2019 journal article
Effect of controlled drainage on nitrogen fate and transport for a subsurface drained grass field receiving liquid swine lagoon effluent
AGRICULTURAL WATER MANAGEMENT, 217, 440–451.
Abstract Application of livestock manure has become a principal nutrient source in groundwater and surface water. The goal of this research was to investigate the effect of controlled drainage (CD) on nitrogen (N) fate and transport for a subsurface drained grass field receiving liquid swine lagoon effluent (SLE). A four-year field experiment was conducted on a naturally poorly drained pasture in eastern North Carolina. The 1.25 ha experimental field was artificially drained by subsurface drains installed at 1.0 m depth and 12.5 m spacing. Two treatments, replicated twice were implemented: conventional drainage (FD) and CD. The CD management protocol was more intensive compared to previous studies. The drain outlets of CD plot were set at 36 cm below soil surface all year round except several days before irrigation application when water table depth was shallower than 65 cm below surface. Controlled drainage significantly reduced drainage flow and TN loading via subsurface drain lines by an average of 397 mm yr−1 (93%) and 34.5 kg N ha−1 yr−1 (94%), respectively.

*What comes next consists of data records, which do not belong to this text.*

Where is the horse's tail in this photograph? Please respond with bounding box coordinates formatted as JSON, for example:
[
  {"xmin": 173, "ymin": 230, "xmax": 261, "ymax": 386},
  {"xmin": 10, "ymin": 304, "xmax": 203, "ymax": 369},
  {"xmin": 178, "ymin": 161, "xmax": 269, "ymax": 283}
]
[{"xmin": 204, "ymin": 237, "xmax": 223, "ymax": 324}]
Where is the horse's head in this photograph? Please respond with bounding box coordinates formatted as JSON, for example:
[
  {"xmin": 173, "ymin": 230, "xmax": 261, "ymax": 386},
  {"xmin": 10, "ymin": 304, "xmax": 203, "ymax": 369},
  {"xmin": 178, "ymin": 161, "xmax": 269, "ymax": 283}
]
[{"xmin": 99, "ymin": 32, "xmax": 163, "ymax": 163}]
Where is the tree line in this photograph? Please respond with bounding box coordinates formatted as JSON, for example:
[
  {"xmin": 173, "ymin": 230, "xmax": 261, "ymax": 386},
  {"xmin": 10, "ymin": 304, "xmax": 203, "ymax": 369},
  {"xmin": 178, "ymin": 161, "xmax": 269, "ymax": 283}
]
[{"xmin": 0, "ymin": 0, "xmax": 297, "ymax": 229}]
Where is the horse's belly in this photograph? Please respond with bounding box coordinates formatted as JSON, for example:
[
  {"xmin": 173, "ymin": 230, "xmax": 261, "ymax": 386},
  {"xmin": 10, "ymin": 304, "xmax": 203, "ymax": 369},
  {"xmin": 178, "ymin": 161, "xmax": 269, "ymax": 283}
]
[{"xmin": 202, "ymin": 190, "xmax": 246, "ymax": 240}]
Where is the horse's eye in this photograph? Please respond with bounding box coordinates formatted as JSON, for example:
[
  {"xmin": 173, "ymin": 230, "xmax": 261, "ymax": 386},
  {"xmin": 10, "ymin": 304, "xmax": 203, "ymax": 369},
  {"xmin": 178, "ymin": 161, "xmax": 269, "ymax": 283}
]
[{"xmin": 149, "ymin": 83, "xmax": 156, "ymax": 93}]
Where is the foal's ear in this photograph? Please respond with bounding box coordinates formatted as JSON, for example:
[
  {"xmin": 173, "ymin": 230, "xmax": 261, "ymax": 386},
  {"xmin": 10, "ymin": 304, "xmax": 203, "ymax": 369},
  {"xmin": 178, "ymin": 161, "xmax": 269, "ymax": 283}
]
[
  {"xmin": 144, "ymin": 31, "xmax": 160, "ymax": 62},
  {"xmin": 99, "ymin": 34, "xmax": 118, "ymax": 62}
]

DRAINMOD hydrologic simulations indicated that 96% of the reduction in predicted drain flow was attributed to increased lateral seepage. The nitrogen that did not drain from the field in response to CD was lost via enhanced denitrification (67%) and lateral seepage to adjacent fields (33%). This study clearly demonstrated how CD management affects the N fate and transport through seepage and denitrification process.